Weighted superposition attraction algorithm (WSA) is a new generation population-based metaheuristic algorithm, which has been recently proposed to solve various optimization problems. Inspired by the superposition of particles principle in physics, individuals of WSA generate a superposition, which leads other agents (solution vectors). Alternatively, based on the quality of the generated superposition, individuals occasionally tend to perform random walks. Although WSA is proven to be successful in both real-valued and some dynamic optimization problems, the performance of this new algorithm needs to be examined also in stationary binary optimization problems, which is the main motivation of the present study.
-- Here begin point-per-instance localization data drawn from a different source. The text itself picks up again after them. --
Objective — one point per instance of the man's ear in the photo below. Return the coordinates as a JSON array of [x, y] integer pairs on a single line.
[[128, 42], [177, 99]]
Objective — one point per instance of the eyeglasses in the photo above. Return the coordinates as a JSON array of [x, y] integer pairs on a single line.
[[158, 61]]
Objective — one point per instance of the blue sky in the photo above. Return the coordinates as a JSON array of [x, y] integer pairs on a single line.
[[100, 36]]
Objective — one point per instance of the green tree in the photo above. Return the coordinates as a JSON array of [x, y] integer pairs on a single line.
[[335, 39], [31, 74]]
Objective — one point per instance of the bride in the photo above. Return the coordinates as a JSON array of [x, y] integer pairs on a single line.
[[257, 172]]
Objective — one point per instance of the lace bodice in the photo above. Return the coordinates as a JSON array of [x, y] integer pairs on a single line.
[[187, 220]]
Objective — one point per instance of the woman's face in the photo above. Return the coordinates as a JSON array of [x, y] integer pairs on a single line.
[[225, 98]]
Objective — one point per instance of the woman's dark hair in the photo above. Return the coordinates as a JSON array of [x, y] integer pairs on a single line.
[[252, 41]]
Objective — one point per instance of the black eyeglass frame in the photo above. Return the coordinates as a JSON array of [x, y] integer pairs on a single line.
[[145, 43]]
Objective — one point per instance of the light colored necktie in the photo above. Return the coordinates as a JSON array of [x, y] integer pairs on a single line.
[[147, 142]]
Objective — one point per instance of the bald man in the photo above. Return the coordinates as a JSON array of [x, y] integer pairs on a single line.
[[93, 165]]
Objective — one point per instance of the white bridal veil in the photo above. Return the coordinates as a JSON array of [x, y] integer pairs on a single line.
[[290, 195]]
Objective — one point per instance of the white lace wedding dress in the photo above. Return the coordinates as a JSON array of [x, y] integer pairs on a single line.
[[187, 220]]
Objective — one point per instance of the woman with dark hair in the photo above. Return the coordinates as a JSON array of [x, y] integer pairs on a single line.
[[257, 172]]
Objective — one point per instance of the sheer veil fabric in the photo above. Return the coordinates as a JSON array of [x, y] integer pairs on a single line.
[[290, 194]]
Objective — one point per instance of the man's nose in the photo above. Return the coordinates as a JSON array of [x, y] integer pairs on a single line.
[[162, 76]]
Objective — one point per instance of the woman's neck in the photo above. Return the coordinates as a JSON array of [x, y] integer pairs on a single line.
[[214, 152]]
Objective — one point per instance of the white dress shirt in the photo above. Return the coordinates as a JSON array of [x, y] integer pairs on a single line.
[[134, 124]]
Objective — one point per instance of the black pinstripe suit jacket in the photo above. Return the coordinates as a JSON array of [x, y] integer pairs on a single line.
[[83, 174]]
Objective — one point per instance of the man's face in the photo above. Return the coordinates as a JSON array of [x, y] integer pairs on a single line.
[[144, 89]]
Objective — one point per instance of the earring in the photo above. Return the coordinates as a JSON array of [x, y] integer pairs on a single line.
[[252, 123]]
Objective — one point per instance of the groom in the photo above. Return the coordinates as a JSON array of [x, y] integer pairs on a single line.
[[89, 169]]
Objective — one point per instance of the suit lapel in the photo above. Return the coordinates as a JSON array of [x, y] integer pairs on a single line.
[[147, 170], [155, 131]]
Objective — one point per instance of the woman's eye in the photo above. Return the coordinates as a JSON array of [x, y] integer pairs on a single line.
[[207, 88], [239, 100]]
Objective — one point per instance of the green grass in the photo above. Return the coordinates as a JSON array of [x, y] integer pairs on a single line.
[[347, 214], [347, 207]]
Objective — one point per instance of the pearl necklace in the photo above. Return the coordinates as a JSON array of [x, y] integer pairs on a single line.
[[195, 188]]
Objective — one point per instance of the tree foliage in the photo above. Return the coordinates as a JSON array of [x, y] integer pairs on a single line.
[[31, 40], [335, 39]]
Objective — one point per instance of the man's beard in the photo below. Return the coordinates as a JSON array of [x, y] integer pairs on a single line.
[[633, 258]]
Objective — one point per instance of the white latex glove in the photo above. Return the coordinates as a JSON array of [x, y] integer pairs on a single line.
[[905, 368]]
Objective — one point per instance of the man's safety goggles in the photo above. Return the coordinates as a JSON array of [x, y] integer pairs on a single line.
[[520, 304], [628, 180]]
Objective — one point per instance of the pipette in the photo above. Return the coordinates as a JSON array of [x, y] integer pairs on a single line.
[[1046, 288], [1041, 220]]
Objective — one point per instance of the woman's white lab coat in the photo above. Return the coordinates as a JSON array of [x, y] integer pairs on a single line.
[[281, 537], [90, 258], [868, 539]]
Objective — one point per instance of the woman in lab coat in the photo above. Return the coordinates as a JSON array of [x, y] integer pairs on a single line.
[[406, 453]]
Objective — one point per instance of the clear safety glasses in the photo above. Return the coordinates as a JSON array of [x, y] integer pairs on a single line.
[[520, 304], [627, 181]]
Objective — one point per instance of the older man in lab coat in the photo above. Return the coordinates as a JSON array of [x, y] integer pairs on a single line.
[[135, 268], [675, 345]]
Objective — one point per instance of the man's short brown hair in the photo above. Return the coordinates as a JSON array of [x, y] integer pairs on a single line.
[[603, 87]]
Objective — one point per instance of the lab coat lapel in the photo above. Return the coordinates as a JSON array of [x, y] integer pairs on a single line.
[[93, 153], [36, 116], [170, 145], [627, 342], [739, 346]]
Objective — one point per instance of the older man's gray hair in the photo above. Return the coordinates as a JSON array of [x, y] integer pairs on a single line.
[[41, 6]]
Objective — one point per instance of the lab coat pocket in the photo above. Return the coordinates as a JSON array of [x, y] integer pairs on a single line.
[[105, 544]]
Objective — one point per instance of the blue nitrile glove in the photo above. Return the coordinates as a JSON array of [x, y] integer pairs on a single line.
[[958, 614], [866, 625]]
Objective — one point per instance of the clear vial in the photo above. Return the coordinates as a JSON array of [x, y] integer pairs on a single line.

Accordingly, WSA is first designed for stationary binary spaces. In this modification, WSA does not require any transfer functions to convert real numbers to binary, whereas such functions are commonly used in numerous approximation algorithms. Moreover, a step sizing function, which encourages population diversity at earlier iterations while intensifying the search towards the end, is adopted in the proposed WSA. Thus, premature convergence and local optima problems are attempted to be avoided. In this context, the contribution of the present study is twofold: first, WSA is modified for stationary binary optimization problems, secondarily, it is further enhanced by the proposed step sizing function. The performance of the modified WSA is examined by using three well-known binary optimization problems, including uncapacitated facility location problem, 0–1 knapsack problem and a natural extension of it, the set union knapsack problem. As demonstrated by the comprehensive experimental study, results point out the efficiency of the proposed WSA modification in binary optimization problems.